Surprise, surprise, surprise …What was speculated for weeks became reality this morning with the news Brian Bannister was in the rotation and Aaron Heilman in the bullpen. We’ve been writing the possibility for weeks and the suspense ended – sort of – before the Mets boarded their bus for Jupiter. Bannister knew, but was afraid to say anything because he wasn’t sure Heilman had been told. So, he played dumb and said the Mets thanked him for his hard work this spring and told him he was still in the mix. So, we were dumbfounded when the first words out of Willie Randolph’s mouth were that Bannister was in the rotation. Eight writers immediately looked in their notebooks to see if they missed anything.

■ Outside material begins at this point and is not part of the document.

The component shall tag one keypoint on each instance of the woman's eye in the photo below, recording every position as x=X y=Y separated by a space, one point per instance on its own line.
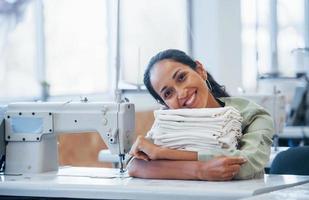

The good soldier …Heilman was clearly disappointed, but didn’t make any waves. Nothing like in the NBA or the NFL. However, he wants to start, so it bears watching his future reaction should he get passed over again.
In the money …At least my day started out better than Randy Johnson. I learned I won the writer’s pool in the NCAA tournament while Johnson woke to a more stunning good-morning. “Little Unit,’’ is such a classic New York Post headline. Not quite, “Roger gets traded to Angels,’’ the day after Roger Maris died, but certainly eye raising. That there was a winner before the Final Four games is indication of how off everybody was. It also shows what a great tournament this has been. The Mets over the 1969 Orioles in the World Series and Jets over the Colts that year in the Super Bowl are two of the greatest upsets in sports history. George Mason winning the whole thing would rank up there. The Mets winning it all was stunning, but that is so because it was held in context to where they had been. It has to be remembered they won 100 games, with 28 by shutouts. When a team has that kind of pitching winning is no fluke.